— Да, — посочувствовал ДэПроклов. — Куда ни кинь — везде буби. Может, тебе — в детский сад, воспитателем? — сказал и сам расхохотался. — Представляешь? Ты — в белом халате, а вокруг тебя детишки ползают, на колени лезут: «Дядя Витя! Дядя Витя!»
— Смейся, смейся… — с неприязнью глядя на экстрасенса, сказал Витек.
— Слушай! — озарило вдруг ДэПроклов. — Ты зверей любишь? Ну, кошек, там, собак?..
— Собака у меня была, — сказал Витек, и что-то вполне человеческое, даже мечтательное, послышалось в его голосе. — Джерри. Овчарка. Сосед-сволочь отравил! Больше некому. Она у них курчонка задушила, мать расплатилась, все честь по чести, а он… Я еще маленький тогда был… — объяснил он ДэПроклову.
— В зоопарк за зверьми ходить, согласен? — спросил ДэПроклов тоном инспектора по трудоустройству. Тебе пойдет. И работа интересная, и, вроде бы, не стреляют.
— Стреляли… — разочарованно и уныло отозвался Витек. — Банк «Подмосковный», слышал? Так полгода назад кто-то его и… Он, главное, дурак, охрану снаружи оставил, а сам с пацанкой, говорят, пошел.
— Да, действительно, дурак, — серьезно согласился ДэПроклов, — какой нормальный человек ходит сейчас без охраны?
— Вот я и говорю. И, главное, никто не знает, кто на это дело подписался. А если я в море уйду?
— Точно! — возликовал ДэПроклов. — Оружие на борту только у капитана. Не будешь с ним в бутылку лезть, будешь трудовую дисциплину блюсти, даст Бог, не пристрелит. Только: в инпорт зайдете — на берег ни ногой! Сам понимаешь: таверны, матросня, «пираты наслаждались танцем Мэри…»
— Как это? — огорчился Витек. — Все — на берег, а я — сиди?
— Здоровье дороже, — строго отозвался экстрасенс ДэПроклов. — Эрго бимбамус!
— Чего? — не понял почему-то Витек.
— Ты латынь-то помнишь? Или маленько подзабыл? «Поэтому выпьем!» — вот что означает «эрго бимбамус». Или — ты — против?
— Когда это я был против? — весело отозвался, на глазах воскресая, Витек.
Когда через полчаса они, чуть не обнявшись и в унисон покачиваясь, шли на посадку, нельзя было сомневаться, что это идут два закадычных дружка-корешка, готовые друг за друга в огонь и в воду.
— Эх, вот сейчас не пустят меня такого на самолет, что будем делать?
— Я им не пущу… — свирепо произнес Витек. — Я им тут всем дырок понаделаю… — И нельзя было сомневаться, что, если в самом деле, поимеют глупость местные церберы не пустить на борт друга-Димыча, то в шесть секунд все они будут уподоблены дырявым дуршлагам.

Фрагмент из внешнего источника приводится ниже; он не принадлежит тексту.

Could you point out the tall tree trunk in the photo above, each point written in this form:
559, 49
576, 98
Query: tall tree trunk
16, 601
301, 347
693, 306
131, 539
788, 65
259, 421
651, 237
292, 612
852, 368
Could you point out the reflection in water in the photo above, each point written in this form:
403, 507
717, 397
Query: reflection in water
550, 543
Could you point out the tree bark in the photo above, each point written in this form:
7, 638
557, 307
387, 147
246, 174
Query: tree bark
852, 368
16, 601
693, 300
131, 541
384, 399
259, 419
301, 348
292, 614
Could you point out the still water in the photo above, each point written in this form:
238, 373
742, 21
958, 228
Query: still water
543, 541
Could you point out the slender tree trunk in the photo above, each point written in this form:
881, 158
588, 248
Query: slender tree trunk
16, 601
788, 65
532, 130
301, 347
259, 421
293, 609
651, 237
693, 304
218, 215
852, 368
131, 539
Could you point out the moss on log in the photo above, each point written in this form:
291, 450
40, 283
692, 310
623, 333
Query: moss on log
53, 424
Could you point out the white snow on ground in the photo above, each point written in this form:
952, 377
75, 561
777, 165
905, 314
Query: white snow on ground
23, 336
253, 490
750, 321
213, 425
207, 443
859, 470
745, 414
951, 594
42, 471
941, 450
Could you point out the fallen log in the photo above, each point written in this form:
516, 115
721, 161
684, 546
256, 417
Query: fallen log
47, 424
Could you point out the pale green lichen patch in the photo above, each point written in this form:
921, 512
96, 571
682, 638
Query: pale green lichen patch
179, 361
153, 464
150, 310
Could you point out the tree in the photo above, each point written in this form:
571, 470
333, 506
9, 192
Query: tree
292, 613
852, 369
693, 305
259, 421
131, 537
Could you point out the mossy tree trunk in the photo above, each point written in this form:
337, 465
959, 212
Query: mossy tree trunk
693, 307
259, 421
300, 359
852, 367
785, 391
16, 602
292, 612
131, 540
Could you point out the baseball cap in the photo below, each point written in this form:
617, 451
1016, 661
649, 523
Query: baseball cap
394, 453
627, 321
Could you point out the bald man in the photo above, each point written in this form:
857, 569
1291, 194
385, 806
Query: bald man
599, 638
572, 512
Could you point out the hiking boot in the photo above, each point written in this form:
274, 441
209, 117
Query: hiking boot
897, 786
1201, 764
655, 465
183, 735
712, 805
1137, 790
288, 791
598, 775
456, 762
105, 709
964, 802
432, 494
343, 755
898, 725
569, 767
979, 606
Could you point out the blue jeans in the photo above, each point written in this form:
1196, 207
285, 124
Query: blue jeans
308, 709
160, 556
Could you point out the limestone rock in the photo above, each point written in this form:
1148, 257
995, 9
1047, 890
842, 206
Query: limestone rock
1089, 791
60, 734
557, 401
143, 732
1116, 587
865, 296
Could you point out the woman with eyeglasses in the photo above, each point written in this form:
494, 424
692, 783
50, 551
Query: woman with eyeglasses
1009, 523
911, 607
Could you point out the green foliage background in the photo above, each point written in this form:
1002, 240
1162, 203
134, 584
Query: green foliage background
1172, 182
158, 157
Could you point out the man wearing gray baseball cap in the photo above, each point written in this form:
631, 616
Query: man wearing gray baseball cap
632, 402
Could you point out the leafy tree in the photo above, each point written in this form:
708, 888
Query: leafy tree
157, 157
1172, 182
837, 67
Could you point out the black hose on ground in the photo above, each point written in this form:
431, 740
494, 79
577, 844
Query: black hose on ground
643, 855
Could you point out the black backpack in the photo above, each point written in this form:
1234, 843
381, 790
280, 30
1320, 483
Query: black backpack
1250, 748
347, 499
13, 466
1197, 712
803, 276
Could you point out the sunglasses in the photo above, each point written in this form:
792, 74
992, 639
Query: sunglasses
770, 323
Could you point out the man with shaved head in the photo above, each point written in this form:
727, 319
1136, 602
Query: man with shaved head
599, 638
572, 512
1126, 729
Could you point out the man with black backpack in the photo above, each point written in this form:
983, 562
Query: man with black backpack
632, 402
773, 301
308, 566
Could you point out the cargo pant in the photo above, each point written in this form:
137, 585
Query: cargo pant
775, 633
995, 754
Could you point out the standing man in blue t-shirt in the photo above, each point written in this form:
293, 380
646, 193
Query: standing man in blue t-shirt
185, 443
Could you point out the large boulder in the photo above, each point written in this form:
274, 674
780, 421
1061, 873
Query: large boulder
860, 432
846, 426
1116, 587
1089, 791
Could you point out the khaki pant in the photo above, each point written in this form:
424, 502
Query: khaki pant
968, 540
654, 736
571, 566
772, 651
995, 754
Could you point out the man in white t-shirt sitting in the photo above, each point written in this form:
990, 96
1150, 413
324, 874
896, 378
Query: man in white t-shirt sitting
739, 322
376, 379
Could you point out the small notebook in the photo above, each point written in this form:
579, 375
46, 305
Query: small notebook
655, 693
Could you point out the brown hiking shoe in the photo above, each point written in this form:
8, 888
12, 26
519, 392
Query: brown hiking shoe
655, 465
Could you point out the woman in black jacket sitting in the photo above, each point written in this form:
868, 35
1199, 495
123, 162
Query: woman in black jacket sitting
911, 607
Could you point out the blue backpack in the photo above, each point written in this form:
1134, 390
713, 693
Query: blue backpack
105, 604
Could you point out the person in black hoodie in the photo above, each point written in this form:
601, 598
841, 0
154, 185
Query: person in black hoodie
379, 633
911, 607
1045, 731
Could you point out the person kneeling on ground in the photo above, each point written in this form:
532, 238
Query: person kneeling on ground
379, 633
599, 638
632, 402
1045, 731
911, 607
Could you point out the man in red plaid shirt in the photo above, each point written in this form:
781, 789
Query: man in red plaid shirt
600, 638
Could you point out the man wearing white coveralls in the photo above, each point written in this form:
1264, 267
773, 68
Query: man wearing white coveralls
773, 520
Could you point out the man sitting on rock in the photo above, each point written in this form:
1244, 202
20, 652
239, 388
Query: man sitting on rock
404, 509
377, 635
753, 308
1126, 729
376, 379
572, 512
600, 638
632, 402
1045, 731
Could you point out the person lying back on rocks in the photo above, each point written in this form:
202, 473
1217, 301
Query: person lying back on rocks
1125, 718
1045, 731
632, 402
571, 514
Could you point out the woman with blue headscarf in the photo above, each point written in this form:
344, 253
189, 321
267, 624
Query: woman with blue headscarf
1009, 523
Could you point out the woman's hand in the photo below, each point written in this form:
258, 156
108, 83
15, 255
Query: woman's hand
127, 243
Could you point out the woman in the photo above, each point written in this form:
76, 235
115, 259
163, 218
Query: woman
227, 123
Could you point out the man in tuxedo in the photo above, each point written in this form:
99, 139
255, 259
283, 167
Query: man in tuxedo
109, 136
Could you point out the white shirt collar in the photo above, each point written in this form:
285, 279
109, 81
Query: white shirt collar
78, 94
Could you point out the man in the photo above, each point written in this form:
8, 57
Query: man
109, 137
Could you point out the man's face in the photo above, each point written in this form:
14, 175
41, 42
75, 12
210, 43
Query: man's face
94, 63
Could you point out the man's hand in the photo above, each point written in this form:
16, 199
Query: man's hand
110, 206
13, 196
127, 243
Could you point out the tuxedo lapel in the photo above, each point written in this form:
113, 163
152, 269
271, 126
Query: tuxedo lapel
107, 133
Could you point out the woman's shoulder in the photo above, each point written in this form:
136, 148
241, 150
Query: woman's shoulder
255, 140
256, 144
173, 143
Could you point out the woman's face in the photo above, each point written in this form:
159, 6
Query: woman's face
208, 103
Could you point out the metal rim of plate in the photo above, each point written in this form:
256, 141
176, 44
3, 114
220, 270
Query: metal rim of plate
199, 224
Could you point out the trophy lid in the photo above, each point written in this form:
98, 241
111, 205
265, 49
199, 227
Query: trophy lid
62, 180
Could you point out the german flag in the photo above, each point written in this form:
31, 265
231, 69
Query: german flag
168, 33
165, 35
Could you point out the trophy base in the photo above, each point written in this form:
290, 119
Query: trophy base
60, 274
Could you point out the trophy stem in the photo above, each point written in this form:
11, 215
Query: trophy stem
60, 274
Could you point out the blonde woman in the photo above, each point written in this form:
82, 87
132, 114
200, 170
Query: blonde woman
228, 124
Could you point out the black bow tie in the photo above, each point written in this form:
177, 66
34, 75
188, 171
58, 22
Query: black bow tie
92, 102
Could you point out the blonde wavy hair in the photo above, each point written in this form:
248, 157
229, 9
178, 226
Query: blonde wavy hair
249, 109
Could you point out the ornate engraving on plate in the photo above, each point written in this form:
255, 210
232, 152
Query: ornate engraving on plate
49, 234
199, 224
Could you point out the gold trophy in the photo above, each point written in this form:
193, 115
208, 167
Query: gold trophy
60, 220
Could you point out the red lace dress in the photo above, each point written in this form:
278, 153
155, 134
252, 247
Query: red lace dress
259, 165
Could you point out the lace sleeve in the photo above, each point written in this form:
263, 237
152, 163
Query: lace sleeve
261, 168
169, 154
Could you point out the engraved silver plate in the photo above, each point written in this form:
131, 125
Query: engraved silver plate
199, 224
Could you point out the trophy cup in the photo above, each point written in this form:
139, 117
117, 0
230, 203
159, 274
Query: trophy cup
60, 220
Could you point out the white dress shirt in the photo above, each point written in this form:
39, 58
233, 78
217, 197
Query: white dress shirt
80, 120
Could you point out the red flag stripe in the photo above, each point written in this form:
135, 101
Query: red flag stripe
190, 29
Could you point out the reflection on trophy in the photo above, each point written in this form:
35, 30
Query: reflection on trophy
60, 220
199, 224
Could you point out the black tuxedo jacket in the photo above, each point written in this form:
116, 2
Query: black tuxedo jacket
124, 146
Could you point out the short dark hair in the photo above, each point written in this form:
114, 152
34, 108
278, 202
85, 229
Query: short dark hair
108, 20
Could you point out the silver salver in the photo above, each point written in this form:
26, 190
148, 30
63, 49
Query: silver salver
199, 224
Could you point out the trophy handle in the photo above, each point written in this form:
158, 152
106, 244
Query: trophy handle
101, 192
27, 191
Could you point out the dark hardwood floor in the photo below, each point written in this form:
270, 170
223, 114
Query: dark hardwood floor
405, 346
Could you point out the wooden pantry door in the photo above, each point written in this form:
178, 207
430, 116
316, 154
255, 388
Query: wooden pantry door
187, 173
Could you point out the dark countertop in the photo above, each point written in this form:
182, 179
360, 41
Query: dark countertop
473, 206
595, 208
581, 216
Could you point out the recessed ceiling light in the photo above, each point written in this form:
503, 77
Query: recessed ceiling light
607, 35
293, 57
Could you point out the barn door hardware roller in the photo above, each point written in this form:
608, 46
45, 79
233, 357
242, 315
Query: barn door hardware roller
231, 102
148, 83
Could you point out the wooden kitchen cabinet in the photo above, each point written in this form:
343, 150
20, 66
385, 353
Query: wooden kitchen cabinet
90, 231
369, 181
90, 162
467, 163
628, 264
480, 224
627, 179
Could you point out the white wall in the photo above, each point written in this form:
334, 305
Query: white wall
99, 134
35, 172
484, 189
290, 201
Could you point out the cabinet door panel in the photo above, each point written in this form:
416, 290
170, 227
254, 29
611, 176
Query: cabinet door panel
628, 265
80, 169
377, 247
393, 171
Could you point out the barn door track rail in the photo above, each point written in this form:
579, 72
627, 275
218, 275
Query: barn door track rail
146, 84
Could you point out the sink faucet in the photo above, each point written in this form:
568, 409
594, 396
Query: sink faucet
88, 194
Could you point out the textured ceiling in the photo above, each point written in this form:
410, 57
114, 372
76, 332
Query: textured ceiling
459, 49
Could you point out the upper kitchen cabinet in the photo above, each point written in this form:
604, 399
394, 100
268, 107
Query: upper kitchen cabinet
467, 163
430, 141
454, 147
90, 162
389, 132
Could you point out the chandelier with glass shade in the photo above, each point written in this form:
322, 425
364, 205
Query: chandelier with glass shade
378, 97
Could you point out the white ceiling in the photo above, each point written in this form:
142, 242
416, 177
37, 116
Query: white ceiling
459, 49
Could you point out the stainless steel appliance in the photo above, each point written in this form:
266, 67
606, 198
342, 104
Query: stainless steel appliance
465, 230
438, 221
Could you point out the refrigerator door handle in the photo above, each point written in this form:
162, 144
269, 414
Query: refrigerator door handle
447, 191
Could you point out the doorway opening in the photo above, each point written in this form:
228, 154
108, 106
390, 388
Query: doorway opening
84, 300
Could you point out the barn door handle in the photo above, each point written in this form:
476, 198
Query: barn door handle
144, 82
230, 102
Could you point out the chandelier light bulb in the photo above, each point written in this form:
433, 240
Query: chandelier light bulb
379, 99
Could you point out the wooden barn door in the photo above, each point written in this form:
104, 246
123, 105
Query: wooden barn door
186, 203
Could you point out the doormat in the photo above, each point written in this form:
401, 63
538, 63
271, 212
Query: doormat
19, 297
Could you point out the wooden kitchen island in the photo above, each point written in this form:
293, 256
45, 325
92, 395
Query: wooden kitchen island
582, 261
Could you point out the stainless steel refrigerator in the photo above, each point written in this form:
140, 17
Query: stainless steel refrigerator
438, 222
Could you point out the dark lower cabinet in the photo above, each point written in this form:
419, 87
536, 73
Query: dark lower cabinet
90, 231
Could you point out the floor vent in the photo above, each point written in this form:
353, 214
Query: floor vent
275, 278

…Все здесь было по-другому. Только запах один остался, его ДэПроклов мгновенно вспомнил и, странное дело, грустно разволновался: «Как давно я не летал!», и тоска о прежних временах, о себе прежнем, молодом, обняла его.
«Вот черт! — подумал он с досадой. — Чего же это я
Впрочем, он знал
«Смешно, — подумал он с удивлением, — он тоже начинается с самолета…»
…В те стародавние времена на Камчатку летали «Ил-18», полет продолжался часов двадцать, и был он грубо подобен незатейливой пытке: чуть ли не сутки пассажир вынужден был сидеть внутри тускленько освещенной, злорадостно дребезжащей, проникновенно вибрирующей жестянки, больно упираться костяшками колен в железо впереди стоящего кресла и, тихо зверея, тупо читать-перечитывать погасшую надпись на сереньком табло перед глазами: «Фастен зе белтс. Не курить. Пристегнуть ремни. Ноу смокинг».
Насчет поспать нечего было и мечтать в том полете. Тем более человеку нервному. А наш герой, признаемся, был особенно нервен в те поры, чересчур уж как-то нервен, суетлив, дерган — оттого и шарахало его то и дело из конца в конец, с запада на север, с юга на восток нашей изумительно просторной тогда, любое воображение потрясающей, на любые красоты, на любые самые дикие чудеса щедрой, неимоверной страны.